The in-house investigator at HHS has released a list of issues it hopes to tackle in 2017, and it shows a heightened focus on drug costs, an issue that has captivated the nation.
The HHS Office of Inspector General released its 2017 Work Plan on Friday, which includes its priorities for HHS agencies like the CMS, the Food and Drug Administration and the National Institutes of Health. The drug price priority comes after intense public backlash over price hikes of drugs like Turning Pharmaceutical's Daraprim and Mylan Pharmaceutical's EpiPen.
The OIG details several reviews related to the Part D Prescription Drug Program, including a look at “questionable billing” for compounded topical drugs. The work plan notes that spending on these prescriptions grew by more than 3,400% between 2006 and 2015, reaching $224 billion.
The rise in billing for topical drugs was mentioned in a recent report on rising Part D spending, and the OIG has seen an increase in investigations surrounding compounded drugs. The agency is concerned these may signal potential fraud.
The OIG is considering different rebate programs that could save Medicare money, including inflation-based rebates for outpatient drugs paid for through the Part B program, similar to the agency's program for prescription drugs. Auditors plan to review 50 to 100 Part B drugs and determine whether a program using inflation-based methodology similar to the Medicaid Drug Rebate Program could allow the CMS to recoup more of its spending.
The agency wants to investigate whether the same inflation-based rebate methodology should be extended to prescription drugs dispensed under the government's 340B program, which requires manufacturers participating in Medicaid to offer drugs at a discounted rate to safety-net hospitals and clinics treating low-income patients. The agency will determine how much the CMS could save if manufacturers were forced to pay a rebate in addition to providing the discounted rate.

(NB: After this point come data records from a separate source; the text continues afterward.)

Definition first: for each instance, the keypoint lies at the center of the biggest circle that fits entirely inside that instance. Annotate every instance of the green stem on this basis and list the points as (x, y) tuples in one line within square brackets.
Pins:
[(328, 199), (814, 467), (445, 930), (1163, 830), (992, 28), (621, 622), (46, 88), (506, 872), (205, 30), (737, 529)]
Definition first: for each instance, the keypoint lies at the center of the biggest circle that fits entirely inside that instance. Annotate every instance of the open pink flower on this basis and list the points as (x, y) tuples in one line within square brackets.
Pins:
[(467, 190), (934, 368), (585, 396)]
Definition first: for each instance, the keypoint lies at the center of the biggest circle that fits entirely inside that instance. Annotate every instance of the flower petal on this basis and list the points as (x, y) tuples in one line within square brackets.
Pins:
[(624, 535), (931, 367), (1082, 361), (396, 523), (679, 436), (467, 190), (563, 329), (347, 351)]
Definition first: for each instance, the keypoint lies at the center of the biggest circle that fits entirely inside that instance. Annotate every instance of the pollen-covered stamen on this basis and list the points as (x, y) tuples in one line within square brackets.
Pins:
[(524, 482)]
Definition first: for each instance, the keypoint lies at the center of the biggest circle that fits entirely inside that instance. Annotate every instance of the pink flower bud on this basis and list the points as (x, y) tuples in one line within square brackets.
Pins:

The agency also plans to review whether the CMS could save money if U.S. providers purchased smaller-size single-use drug vials that are available in other countries. The agency believes that medicine is being wasted when providers don't use the whole vial. The issue was outlined in a British Medical Journal study in January.
Although fraud is often the primary focus for the OIG, the agency might see the vial issue as a relatively simple way to curb waste for both providers and payers, said Jill Wright, a former senior counsel in the OIG. It's also a chance to bring the issue to the FDA, which approves vial sizes and is under OIG jurisdiction.
“It's something that seems to be easy to do, and it might be sort of low-hanging fruit as far as preventing tax payers dollars from being wasted,” said Wright, a special counsel for law firm Foley and Lardner.
The agency is definitely paying more attention to drug costs, which could in part be due to recent public outrage over price hikes, said Patrick Garcia, an attorney at law firm Hall Render and former senior counsel at the OIG. “I think that's going to be an area of heightened review in the coming year,” he said.
The OIG said it will investigate Medicare payments made for services that have appear to have been rendered to deceased patients. Fraudsters have abandoned these scams for more sophisticated crimes, but they haven't completely stopped.
“It seems like it may be reoccurring,” Garcia said. “It wasn't something I saw a ton, but it might be making a resurgence.”
Beyond the OIG's priorities, the work plan can inform provider attorneys about the OIG's enforcement priorities in the coming year, and where internal risks may lie within health systems, Garcia said.